Sono molto onorata di essere qui, oggi, in qualità di relatrice. Quando dico onorata, lo dico sinceramente poiché mi ritengo una profana, una spettatrice, una donna privilegiata, un chirurgo, un’attivista, una donna occidentale, caucasica ed educata. Eppure, mi avete invitata e io ne sono veramente onorata. Apprezzo straordinariamente la mia femminilità, perché se conoscete la mia storia personale saprete che me la sono dovuta sudare, e questo mi permette di affrontare il problema delle mutilazioni genitali femminili con una determinazione tutta speciale.

Come ginecologa e medico che ha trascorso gli ultimi venticinque anni nella cura della salute femminile, ho avuto la fortuna di aver acquisito ulteriori competenze chirurgiche che mi permettono di realizzare degli organi genitali sia per gli uomini che per le donne transgender.
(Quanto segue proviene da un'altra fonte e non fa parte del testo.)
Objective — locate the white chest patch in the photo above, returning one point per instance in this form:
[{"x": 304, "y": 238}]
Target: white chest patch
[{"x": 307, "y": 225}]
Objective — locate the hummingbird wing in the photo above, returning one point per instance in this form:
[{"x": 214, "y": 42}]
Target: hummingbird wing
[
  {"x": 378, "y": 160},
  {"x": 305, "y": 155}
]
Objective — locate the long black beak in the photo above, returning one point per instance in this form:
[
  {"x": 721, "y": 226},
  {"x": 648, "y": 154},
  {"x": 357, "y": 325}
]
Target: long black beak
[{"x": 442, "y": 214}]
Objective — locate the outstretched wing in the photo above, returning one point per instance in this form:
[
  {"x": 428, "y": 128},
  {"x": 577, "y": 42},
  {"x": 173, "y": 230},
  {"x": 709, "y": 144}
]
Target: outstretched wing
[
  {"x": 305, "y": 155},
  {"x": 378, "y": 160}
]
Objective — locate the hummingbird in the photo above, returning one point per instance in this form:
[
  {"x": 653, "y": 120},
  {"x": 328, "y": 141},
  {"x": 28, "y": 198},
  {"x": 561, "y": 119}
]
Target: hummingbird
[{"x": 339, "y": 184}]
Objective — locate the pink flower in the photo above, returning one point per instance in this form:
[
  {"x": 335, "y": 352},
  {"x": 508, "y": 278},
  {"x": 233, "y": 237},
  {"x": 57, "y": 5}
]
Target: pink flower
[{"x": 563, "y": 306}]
Quando esercitavo nei pressi di San Francisco, eliminavamo e ricostruivamo letteralmente degli organi genitali per i transessuali. Non fu per me una sorpresa quando nel 2007 Nadine Gary, direttrice internazionale di Clitoraid, mi contattò per parlarmi di una tecnica ricostruttiva ideata ed eseguita a Parigi dal Dr. Pierre Foldes, allo scopo di ricostruire il clitoride e la sensazione a esso associata di quelle donne che hanno subito mutilazioni genitali. Non ebbi esitazioni a farlo.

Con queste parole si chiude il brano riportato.